A trailblazing woman copywriter, Jane Maas worked first at Ogilvy & Mather and then at other blue chip Madison Avenue agencies. Targeting her audience to fans of the hit TV series “Mad Men,” she recounts her days as one of advertising’s first “Mad Women” in a zippy memoir that addresses such pressing topics as the rampant drinking, sex, smoking, and the role of career women on Madison Avenue in the 1960s and 1970s. The married mother of two, Maas prioritized her life by putting career first, husband second, and children last. She readily admits that she could not have succeeded without the dependable help of Mabel, her family’s housekeeper, nanny, and longtime major domo – something any woman who wants it all needs to understand. For the most part, according to Maas, the TV show gets it right. Yet thankfully, women have come a long way from the days when they could only work on household products. Her key message? Despite working for “queen of mean” Leona Helmsley, who made her life miserable, Maas had a lot of fun — and so will readers.

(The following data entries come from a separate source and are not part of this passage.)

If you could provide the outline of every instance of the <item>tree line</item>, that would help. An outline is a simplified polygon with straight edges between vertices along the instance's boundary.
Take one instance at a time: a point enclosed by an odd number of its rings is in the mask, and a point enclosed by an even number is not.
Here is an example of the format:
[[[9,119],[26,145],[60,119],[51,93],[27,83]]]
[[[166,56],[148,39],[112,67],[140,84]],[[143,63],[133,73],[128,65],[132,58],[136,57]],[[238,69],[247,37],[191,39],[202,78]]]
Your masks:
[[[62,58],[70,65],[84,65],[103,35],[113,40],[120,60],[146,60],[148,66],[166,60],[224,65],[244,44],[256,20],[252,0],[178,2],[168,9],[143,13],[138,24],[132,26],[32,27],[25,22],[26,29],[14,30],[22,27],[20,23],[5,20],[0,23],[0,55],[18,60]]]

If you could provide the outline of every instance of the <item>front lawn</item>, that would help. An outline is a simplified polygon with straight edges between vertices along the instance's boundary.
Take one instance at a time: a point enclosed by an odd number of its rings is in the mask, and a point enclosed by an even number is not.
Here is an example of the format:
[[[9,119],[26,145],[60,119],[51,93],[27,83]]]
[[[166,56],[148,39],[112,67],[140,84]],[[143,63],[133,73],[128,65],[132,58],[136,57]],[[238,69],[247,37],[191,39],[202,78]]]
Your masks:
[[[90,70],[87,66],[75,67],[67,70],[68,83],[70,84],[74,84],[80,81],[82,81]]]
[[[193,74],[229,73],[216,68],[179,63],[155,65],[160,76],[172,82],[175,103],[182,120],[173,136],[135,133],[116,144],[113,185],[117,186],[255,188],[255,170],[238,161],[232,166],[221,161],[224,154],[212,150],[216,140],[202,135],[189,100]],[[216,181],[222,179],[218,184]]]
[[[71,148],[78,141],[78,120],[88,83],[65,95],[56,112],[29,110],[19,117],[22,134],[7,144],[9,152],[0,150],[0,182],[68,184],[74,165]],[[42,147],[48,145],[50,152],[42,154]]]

Those of you who are unaccountably smitten with the 50 Shades of really badly written, terribly trite, and sexually unimaginative quasi-pornographic trilogy, may want to turn to “Gabriel’s Inferno,” Sylvain Reynard’s 500+-pages of foreplay. Better written than the grey books (although even supermarket circulars are), this is the story of hedonistic Dante professor Gabriel Emerson and his virginal graduate student Julia Mitchell. This is a dark romance, peppered with a smattering of Italian Renaissance lore. Past love and present attraction collide in a novel that actually has a theme: redemption and forgiveness. Not great literature, but the story chugs along — and 50 times better than you-know-what.